Many investors in 2008 have either:
1. Held Cash in 2008, ready to invest, but have not.
2. Sold the Market Short, made good money, and want to know what’s next.
3. Have beaten the Market so far this year with your savey investments without shorting
4. Have been close to Stock Market Averages
5. Have lost some value so far this year with your Buy and Hold investment style.
6. Have investments doing worse than the overall Stock Market.
6. Held your investments in CD’s
Okay first of all, Blogs are kind of new to me as far as accepting comments and I have now reviewed and accepted non-spam comments to this Blog (Do you see these?) as opinions of readers are important to those who have taken the time to respond to my postings. It is okay for any views from what I see, as if we had perfect vision, we would all be multi-millioneres, right? (Remember — “Skin The Cat” We learn from the postings of multiple sources, and we make our own path into the investment world from these learnings.
One question I am asked is “What do you think the market will do next year?” (let along next hour, day, month, etc.) I can only say there is a lot of both subjective and objective opionions on this. There are those who use technical analysis (stock or mutual fund chart patterns) to provide market forecasts (sometimes down to the minute), and then there are those who look at economic trends (Stock price to earnings historical values) to suggest this is a buying or selling opportunity. My answer is “I really do not know, I can only suggest to you to make investment decisions based on your own research including analysis inputs from successful investors. The more time you spend on investments, I believe the better off you will be. Will FUND XYZ go up, Will Stock ABC go down?” As always the answers, from my perspective is the same “I really do not know?” But what I do is look at probabilities based on past performance. in other words, if Mutual Fund JKL has done well over a recent time period (from 90 days to 3 years in my case), would I buy it or should I sell it?) For the 90 day analysis, I trade Mutual Funds once per month on this basis. For a 3-year analysis, I would trade at the end of any given year. Both approaches have beaten the overall Market on a long term basis when back tested (be cautious on this note, as back testing can be what I call “curve fiting”, with the once per month result being best, as expected since it can react to Market changes in a more timely way). (As a side note, a real good trader can do much better, yet when you look at Hedge Fund results, you wonder just how many great traders are out there). Personally, I have found trading stocks on a short term basis providing the best performance, with stock selections being based upon the previous economic data from the past couple of weeks coupled with technical indicators, especially price momentum. For Mutual Funds, monthly trading has done the best for me (keeping in mind the rules of short term trading fees of mutual funds, as many funds punish you if you trade within a required time frame.)

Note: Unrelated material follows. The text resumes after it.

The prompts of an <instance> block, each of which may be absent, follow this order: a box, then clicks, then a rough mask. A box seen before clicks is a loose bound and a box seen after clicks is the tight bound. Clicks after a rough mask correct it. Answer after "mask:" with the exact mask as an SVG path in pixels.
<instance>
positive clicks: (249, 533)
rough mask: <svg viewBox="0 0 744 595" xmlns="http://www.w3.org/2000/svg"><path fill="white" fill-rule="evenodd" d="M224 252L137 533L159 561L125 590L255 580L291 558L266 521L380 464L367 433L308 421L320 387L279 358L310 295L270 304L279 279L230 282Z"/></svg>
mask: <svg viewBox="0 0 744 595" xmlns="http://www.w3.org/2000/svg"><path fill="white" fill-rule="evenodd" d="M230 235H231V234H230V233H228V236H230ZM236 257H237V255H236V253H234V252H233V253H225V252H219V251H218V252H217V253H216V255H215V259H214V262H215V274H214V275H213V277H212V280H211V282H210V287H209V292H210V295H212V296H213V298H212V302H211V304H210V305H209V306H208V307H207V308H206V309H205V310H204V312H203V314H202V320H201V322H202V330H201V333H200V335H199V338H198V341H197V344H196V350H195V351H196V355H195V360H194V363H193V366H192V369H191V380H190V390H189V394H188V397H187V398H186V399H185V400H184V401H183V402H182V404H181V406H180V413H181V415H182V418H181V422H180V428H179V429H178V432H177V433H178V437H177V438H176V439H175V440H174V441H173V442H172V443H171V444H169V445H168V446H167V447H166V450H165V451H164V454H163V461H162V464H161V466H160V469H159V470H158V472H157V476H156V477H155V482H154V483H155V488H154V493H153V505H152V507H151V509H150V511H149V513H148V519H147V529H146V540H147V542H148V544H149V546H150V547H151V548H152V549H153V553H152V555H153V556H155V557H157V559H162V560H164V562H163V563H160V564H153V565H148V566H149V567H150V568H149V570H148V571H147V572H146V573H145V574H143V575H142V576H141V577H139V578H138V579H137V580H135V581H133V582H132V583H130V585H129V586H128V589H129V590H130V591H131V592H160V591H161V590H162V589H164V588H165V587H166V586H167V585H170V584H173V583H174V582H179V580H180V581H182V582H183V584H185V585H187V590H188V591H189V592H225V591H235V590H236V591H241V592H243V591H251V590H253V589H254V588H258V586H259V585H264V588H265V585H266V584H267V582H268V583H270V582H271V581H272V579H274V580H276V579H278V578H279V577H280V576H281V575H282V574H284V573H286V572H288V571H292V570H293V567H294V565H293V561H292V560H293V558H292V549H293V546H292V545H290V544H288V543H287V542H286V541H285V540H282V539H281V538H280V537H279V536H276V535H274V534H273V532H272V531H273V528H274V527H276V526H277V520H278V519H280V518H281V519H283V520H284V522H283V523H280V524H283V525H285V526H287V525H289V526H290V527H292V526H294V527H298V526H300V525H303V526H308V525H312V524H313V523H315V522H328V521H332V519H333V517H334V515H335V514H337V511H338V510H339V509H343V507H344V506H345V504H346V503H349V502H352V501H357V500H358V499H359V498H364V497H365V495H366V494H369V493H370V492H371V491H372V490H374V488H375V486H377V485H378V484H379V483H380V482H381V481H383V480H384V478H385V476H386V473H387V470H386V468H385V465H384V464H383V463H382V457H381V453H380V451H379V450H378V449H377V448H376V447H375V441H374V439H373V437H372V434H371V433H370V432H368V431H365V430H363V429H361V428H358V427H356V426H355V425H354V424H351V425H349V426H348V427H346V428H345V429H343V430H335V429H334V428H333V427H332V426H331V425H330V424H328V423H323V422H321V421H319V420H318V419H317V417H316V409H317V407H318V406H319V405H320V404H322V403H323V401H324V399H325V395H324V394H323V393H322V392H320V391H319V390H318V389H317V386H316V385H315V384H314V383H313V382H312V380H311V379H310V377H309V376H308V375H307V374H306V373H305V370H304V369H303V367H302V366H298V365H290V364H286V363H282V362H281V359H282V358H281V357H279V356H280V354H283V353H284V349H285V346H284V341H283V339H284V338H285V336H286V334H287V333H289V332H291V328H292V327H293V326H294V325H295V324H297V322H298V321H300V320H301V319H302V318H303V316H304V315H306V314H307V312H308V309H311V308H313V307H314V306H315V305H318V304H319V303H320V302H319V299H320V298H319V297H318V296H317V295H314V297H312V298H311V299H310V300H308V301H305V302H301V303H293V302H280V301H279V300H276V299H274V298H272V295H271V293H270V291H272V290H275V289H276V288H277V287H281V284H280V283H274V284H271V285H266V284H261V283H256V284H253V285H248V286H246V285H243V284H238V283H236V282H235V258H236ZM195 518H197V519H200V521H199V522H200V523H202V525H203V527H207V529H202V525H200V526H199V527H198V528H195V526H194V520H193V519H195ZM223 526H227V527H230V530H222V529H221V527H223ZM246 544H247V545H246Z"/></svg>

Not all investors wish to look at stock charts, earnings reports, recent market performance, moving averages, volume data, etc. since to go this route requires time they wish to spend in ”Life”, whether it be hiking in the Alps or your neighborhood, crusing on the Medeterrian or picknicking on a nearby lake, or just enjoying an eveining dinner with candle lights. They do, however, wish to see their investments grow given their choices of time they wish to spend on such. — sounds simple, but as we all know investing is never quite simple.
To answer the question of this particular Blog posting, it is best to look at how the Market moves. The Stock Market is a predictor of not today as this is what everyone already knows, but the vision is for many months from now. What Fund Managers try to do, is say “okay, this market sector is not doing well now, but 6 months from now it will be a top performer.” Take a look a Financial stocks and funds. Those bank stocks that have lost a bundle this year, yet are starting to move back as the market analysis types are thinking that Banks will finanally recover as the mortgage mess subsides. Will they continue an uptrend? What about inflantioneffects? Both good questions. From what I observe, the Market is looking at Small Capitalization Stocks right now. This has been an outperforming on a long term basis. These are companies that are likely new, growing in sales, yet not large enough that the overall market has recognized them as performers of the future. I would not have said that a couple of years ago, but recent overperformance of this group suggests otherwise.
Olay, it has been suggested I keep the Blog postings short and I will sign off here. Just a comment though is that likely my next postings needs what is called a Disclosure Statement - you know the small print that says you may lose money with any investment. I am still working on a proper statement to such.